By Seth Miller
October 13, 2015
Airbus 350 XWB
Credit: Getty Images

These days, it’s rare for economy-class travelers to feel like they’re getting more instead of less, but Airbus’s new A350 XWB (“extra wide body”) promises to change that. Because it has a carbon-composite fuselage—like its main competitor, the Boeing 787 Dreamliner—the plane is lighter and more fuel efficient than older planes. Perhaps more important for long-haul passengers, it offers a more comfortable ride. Some 40 airlines have ordered nearly 800 aircraft; the first few are already crossing the skies for Qatar Airways and Vietnam Airlines. Here’s a closer look at how people in coach will get to live a little larger.

Quieter Flight: The new Rolls-Royce Trent engines are some of the quietest operating today, creating less noise in the cabin.

Better Air: The corrosion-resistant skin of the A350 XWB allows for higher moisture levels and air pressure inside the plane, which means a less dehydrating journey. The air is also cleaner, thanks to the advanced filtering systems.
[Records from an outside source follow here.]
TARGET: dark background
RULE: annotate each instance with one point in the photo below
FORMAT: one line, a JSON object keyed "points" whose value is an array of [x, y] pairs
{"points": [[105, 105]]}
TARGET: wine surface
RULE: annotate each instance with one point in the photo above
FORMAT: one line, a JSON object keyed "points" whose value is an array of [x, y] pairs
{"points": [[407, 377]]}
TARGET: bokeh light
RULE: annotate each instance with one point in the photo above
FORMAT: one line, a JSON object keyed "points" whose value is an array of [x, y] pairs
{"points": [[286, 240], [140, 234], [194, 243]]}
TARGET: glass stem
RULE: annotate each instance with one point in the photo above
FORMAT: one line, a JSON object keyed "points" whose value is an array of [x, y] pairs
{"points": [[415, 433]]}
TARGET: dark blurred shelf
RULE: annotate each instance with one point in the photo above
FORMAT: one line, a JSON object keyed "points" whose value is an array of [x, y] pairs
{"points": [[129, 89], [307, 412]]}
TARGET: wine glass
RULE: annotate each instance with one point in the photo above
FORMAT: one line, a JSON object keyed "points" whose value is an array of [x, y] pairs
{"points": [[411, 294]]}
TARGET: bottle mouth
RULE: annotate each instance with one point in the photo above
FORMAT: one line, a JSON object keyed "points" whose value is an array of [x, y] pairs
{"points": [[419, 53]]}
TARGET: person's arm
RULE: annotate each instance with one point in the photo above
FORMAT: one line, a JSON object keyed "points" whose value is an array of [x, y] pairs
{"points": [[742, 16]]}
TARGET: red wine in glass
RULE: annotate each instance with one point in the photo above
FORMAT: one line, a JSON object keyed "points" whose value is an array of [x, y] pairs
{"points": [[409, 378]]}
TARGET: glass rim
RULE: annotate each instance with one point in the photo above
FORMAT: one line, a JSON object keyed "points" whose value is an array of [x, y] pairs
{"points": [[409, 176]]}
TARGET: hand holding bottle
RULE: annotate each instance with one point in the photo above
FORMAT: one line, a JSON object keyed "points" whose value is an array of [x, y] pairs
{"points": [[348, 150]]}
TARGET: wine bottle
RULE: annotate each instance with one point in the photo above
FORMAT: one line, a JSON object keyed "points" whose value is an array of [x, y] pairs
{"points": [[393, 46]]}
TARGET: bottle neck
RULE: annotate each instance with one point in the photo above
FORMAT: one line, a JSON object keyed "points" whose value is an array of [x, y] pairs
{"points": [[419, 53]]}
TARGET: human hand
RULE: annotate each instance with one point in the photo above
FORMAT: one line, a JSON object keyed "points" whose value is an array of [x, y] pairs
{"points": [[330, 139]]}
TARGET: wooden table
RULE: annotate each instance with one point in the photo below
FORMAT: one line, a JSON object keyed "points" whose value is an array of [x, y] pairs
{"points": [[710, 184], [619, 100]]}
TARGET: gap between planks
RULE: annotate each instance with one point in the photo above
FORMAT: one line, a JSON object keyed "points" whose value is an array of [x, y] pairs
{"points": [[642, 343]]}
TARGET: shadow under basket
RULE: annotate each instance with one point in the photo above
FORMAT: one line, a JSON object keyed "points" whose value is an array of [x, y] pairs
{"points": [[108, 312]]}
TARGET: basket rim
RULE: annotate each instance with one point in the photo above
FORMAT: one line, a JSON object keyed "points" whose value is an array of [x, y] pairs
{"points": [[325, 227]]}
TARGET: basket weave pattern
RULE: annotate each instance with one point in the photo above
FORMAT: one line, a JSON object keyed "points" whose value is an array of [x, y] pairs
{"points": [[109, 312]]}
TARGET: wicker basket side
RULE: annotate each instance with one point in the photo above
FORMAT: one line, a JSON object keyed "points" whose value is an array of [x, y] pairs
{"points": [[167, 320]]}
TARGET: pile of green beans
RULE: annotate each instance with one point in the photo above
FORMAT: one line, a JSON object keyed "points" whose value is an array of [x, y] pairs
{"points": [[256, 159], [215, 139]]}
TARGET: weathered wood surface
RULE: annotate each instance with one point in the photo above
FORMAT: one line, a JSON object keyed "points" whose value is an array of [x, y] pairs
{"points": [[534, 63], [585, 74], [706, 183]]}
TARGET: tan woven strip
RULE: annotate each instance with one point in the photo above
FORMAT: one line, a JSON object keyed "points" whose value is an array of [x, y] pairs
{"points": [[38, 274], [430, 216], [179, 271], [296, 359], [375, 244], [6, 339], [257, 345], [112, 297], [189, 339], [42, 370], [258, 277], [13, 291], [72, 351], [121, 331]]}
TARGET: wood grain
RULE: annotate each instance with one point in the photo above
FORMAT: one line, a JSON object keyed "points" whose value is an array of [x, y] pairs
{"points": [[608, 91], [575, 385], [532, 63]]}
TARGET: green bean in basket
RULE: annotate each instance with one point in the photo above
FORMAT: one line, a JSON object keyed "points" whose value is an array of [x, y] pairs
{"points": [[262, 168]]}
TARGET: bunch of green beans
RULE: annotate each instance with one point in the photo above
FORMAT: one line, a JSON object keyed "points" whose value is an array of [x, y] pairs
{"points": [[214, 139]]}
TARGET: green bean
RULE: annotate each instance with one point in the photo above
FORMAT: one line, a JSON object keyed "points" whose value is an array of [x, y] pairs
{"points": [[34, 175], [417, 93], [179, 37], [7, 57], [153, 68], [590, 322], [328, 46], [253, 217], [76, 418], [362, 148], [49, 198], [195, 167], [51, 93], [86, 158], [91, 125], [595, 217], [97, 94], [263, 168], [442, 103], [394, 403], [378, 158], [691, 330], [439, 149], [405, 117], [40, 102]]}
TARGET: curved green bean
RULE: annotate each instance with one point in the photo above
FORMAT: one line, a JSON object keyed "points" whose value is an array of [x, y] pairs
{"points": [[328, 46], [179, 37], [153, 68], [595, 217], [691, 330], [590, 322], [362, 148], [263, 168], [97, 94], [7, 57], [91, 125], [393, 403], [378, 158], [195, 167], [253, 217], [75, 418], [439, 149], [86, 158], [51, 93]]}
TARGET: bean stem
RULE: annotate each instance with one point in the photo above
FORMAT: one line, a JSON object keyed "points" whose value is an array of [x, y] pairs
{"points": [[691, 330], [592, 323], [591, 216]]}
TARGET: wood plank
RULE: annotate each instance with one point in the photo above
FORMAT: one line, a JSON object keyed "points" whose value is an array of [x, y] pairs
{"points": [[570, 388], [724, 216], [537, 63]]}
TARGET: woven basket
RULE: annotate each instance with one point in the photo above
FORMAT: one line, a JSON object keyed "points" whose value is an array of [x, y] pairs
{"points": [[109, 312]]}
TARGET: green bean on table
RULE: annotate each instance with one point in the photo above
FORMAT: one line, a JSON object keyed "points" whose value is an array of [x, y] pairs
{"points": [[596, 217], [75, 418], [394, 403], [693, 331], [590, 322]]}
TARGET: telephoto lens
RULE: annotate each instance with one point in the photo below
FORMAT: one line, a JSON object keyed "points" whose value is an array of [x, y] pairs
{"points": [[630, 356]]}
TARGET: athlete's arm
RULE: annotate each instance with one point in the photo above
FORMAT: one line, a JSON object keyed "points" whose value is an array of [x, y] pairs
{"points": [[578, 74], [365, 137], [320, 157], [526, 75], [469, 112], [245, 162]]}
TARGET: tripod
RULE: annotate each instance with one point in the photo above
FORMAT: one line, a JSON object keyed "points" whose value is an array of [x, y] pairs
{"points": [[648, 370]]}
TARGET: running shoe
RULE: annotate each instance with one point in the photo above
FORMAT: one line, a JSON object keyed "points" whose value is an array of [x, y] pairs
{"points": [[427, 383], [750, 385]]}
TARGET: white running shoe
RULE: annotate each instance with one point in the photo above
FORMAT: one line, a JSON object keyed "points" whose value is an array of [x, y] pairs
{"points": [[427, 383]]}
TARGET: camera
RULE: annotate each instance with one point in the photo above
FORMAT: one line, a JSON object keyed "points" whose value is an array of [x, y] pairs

Roomier Rows: The A350 XWB’s fuselage is five inches wider than the 787’s. While it can fit 10 seats across in economy, every carrier has so far put in only nine. Plus, the interior walls are vertical rather than deeply curved, so there’s more shoulder space in the window seats.

Airbus 350 XWB
Credit: Getty Images

Bigger Bins: There’s no need to scramble for bag space—Airbus says there’s enough room in the overhead compartments for every passenger to stash a standard-size carry-on.

Larger Windows: Shooting cloudstagrams has never been easier. The windows are some of the largest flying—approximately 10 percent more viewrevealing than those on a Boeing 777, though slightly smaller than those on a Dreamliner.

Sharper Entertainment: All of the carriers that have ordered planes have installed high-definition on-demand video/audio systems at every seat.